If you’ve ever remotely thought about dating, marriage or having a family, it’s safe to say that you may have read a few (or a few gazillion if you’re like me) blog posts, books and how-to guides giving you the dirty dets on this is what to expect.
I can say that I only remember about a handful of things from each book that actually stood out to me and didn’t sound like every other dating/marriage book, but Francis and Lisa Chan’s, You and Me Forever: Marriage in Light of Eternity is not one of those books.
If you know Francis Chan’s sermons, books or heard anything about him, you know that He and his wife , Lisa are firm believers of reading, interpreting and living out the Word of God as is -nothing to add, nothing to take away. If you’re looking for a raw, realistic and utterly freeing look at becoming one, this is one book you won’t want to leave out of your marriage prep arsenal.
What I thought it was about:
Typical, date Jesus, be who you want to marry, do it God’s way general, overused advice that just fills pages without much direction or explanation as to what that looks like, but with a Francis Chan twist and a few gems to hold onto.
I was wrong:
It was nothing like that. In fact, I think I learned more about my relationship with God than I have in most Christian self-help books on different topics. This challenged me in ways I wasn’t expecting from a book on marriage. It was a two for one.
I was right:
It did touch on doing life God’s way, but not just the meeting, dating, courting and marrying your spouse, but the spiritual care, continuous dying to self and presenting that daughter or son back to God in pristine condition to the best of your ability.
What I loved the most:
A huge game changer with this book was the dual voices. Both Francis and Lisa shared their insight and gave different perspectives to each sub-topic within the book which I was thoroughly grateful to have.
I loved the plain language, honest truth and undeniable feeling of, this is the marriage book I’ve been waiting to read. I also loved that it still gave many practical things to look for, but far beyond having a good job and goals (which are important), but more focus on his/her spiritual backbone, ability to lead and make tough decisions that effect your entire family.
What I didn’t like:
The Chans in general come off to some as very radical and little preachy (I know ironic), but that’s who they are. There wasn’t much I didn’t like or enjoy in this book, but I don wish they did talk more about their journey from friends to married. What that looked like, how they knew, at what point they were decided to move forward, all subjective things I know, but still worth the story.
They did include bits and pieces of several different periods in their marriage, but a cohesive, this is our story instead of just this is what we’ve learned would have added a lovely fullness to the book, but it was still a timely, informative, wow and aha! worthy read.

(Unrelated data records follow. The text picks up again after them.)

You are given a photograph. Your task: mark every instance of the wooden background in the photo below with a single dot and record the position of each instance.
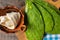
(19, 3)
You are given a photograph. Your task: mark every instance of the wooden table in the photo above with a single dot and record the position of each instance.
(19, 3)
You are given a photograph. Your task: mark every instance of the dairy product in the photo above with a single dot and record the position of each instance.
(10, 20)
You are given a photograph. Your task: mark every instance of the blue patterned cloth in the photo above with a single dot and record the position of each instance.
(52, 37)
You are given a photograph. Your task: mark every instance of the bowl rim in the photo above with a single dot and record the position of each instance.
(21, 22)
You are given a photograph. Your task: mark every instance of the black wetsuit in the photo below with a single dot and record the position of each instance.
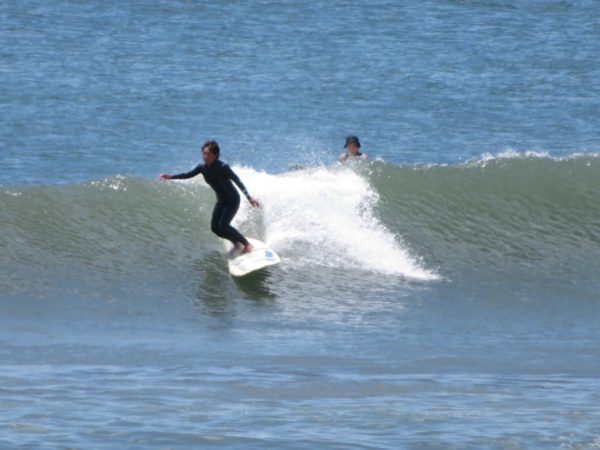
(219, 176)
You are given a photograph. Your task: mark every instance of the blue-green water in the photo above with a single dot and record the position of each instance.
(442, 294)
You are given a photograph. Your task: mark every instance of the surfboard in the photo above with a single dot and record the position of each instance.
(260, 257)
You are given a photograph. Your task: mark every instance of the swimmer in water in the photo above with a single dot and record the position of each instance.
(219, 176)
(352, 147)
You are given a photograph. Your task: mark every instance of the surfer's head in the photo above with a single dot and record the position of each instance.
(210, 152)
(352, 145)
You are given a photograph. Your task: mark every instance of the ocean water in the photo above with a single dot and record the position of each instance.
(442, 294)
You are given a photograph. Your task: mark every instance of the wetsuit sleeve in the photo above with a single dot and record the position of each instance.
(192, 173)
(231, 174)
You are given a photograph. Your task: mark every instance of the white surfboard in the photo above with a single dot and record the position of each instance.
(261, 256)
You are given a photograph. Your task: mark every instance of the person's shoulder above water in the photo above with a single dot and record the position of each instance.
(352, 147)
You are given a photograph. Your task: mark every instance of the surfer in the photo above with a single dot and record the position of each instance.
(219, 176)
(352, 147)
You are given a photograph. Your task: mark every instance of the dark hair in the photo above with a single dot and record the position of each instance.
(213, 147)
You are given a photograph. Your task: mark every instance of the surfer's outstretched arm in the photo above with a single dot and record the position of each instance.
(233, 176)
(183, 176)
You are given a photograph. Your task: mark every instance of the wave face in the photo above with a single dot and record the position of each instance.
(516, 215)
(510, 217)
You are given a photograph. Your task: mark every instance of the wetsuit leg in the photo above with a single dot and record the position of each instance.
(223, 214)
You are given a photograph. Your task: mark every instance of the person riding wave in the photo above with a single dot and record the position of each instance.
(219, 177)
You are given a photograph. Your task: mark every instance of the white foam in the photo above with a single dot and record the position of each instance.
(325, 216)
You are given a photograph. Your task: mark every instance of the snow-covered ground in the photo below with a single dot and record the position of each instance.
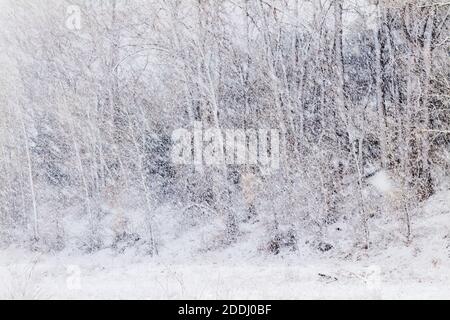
(418, 270)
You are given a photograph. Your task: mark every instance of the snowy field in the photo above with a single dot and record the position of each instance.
(120, 278)
(419, 270)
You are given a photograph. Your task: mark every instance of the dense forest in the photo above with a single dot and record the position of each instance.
(355, 95)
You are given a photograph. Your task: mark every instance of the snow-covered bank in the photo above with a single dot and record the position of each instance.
(418, 270)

Why I Kept Reading (and finished it):
Technically, I listened to this book, but I found myself stopping, rewinding and jotting down notes as fast as I could. I thought I could listen to this while doing menial tasks around my home and office, but there are so many great things that the Chan’s share that it was best to just get the printed copy or schedule time to go through the material without a lot of distractions. It’s that good!
A few nuggets from my reading:
- Stop just always trying to be found – what you gonna do with the God who found you?
- How are you thinking about your trade/business for the kingdom?
- Do damage, reek havoc on your knees
- You have to fight for your intimacy with Christ, your life gets worse as your grow, it’s not a one-time thing – it’s an endurance race
- May things that rival my love and commitment to You lose their savor O, God
Why I Recommend it:
It’s not a book telling you how to be married for a long time, have kids and settle down. It’s a book that will challenge your ideals/desires for marriage while speaking straight from the Word of God that will take your marriage (or ideas of marriage) beyond now and into forever, eternity and beyond. It will speak to both women and men without making the recommendations for each spouse exclusive and encourage reciprocity of both disciplines and expectations.
It will poke at your core desire to be married, make you think about what that really means and evaluate your current or past relationships to see if they line up with the unadulterated version of marriage that the Chans strive to live and believe God has called all believers to mirror to a broken world.
Have you read YMF? What were your thoughts? Have any books that have changed the way you view relationships or marriage?